Handling errors with Either
There are quite a few ways to indicate and handle errors in Haskell. We are going to look at one solution: using the type Either. Either is defined like this:
data Either a b
= Left a
| Right b
Simply put, a value of type Either a b
can contain either a value of type a
,
or a value of type b
.
We can tell them apart from the constructor used.
Left True :: Either Bool b
Right 'a' :: Either a Char
With this type, we can use the
Left
constructor to indicate failure with some error value attached,
and the Right
constructor with one type to represent success with the
expected result.
Since Either
is polymorphic, we can use any two types to represent
failure and success. It is often useful to describe the failure modes
using an ADT.
For example, let's say that we want to parse a Char
as a decimal digit
to an Int
. This operation could fail if the Character is not a digit.
We can represent this error as a data type:
data ParseDigitError
= NotADigit Char
deriving Show
And our parsing function can have the type:
parseDigit :: Char -> Either ParseDigitError Int
Now when we implement our parsing function, we can return Left
on an error
describing the problem, and Right
with the parsed value on successful parsing:
parseDigit :: Char -> Either ParseDigitError Int
parseDigit c =
case c of
'0' -> Right 0
'1' -> Right 1
'2' -> Right 2
'3' -> Right 3
'4' -> Right 4
'5' -> Right 5
'6' -> Right 6
'7' -> Right 7
'8' -> Right 8
'9' -> Right 9
_ -> Left (NotADigit c)
Either a
is also an instance of Functor
and Applicative
,
so we have some combinators to work with if we want to combine these
kinds of computations.
For example, if we had three characters and we wanted to try and parse each of them and then find the maximum between them; we could use the applicative interface:
max3chars :: Char -> Char -> Char -> Either ParseDigitError Int
max3chars x y z =
(\a b c -> max a (max b c))
<$> parseDigit x
<*> parseDigit y
<*> parseDigit z
The Functor
and Applicative
interfaces of Either a
allow us to
apply functions to the payload values and delay the error handling to a
later phase.
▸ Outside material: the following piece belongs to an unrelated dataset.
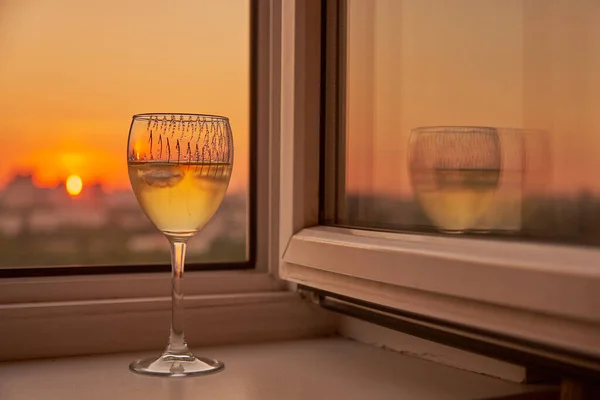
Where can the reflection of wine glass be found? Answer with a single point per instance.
(454, 172)
(179, 168)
Semantically, the first Either in order that returns a Left
will be the return value. We can see how this works in the implementation
of the applicative instance:
instance Applicative (Either e) where
pure = Right
Left e <*> _ = Left e
Right f <*> r = fmap f r
At some point, someone will actually want to inspect the result
and see if we get an error (with the Left
constructor) or the expected value
(with the Right
constructor) and they can do that by pattern-matching the result.
Applicative + Traversable
The Applicative
interface of Either
is very powerful and can be combined
with another abstraction called
Traversable
-
for data structures that can be traversed from left to right, like a linked list or a binary tree.
With these, we can combine an unspecified amount of values such as Either ParseDigitError Int
,
as long as they are all in a data structure that implements Traversable
.
Let's see an example:
ghci> :t "1234567"
"1234567" :: String
-- remember, a String is an alias for a list of Char
ghci> :info String
type String :: *
type String = [Char]
-- Defined in ‘GHC.Base’
ghci> :t map parseDigit "1234567"
map parseDigit "1234567" :: [Either ParseDigitError Int]
ghci> map parseDigit "1234567"
[Right 1,Right 2,Right 3,Right 4,Right 5,Right 6,Right 7]
ghci> :t sequenceA
sequenceA :: (Traversable t, Applicative f) => t (f a) -> f (t a)
-- Substitute `t` with `[]`, and `f` with `Either Error` for a specialized version
ghci> sequenceA (map parseDigit "1234567")
Right [1,2,3,4,5,6,7]
ghci> map parseDigit "1a2"
[Right 1,Left (NotADigit 'a'),Right 2]
ghci> sequenceA (map parseDigit "1a2")
Left (NotADigit 'a')
The pattern of doing map
and then sequenceA
is another function called traverse
:
ghci> :t traverse
traverse
:: (Traversable t, Applicative f) => (a -> f b) -> t a -> f (t b)
ghci> traverse parseDigit "1234567"
Right [1,2,3,4,5,6,7]
ghci> traverse parseDigit "1a2"
Left (NotADigit 'a')
We can use traverse
on any two types where one implements the Applicative
interface, like Either a
or IO
, and the other implements the Traversable
interface,
like []
(linked lists) and
Map k
(also known as a dictionary in other languages - a mapping from keys to values).
For example, using IO
and Map
. Note that we can construct a Map
data structure
from a list of tuples using the
fromList
function - the first value in the tuple is the key, and the second is the type.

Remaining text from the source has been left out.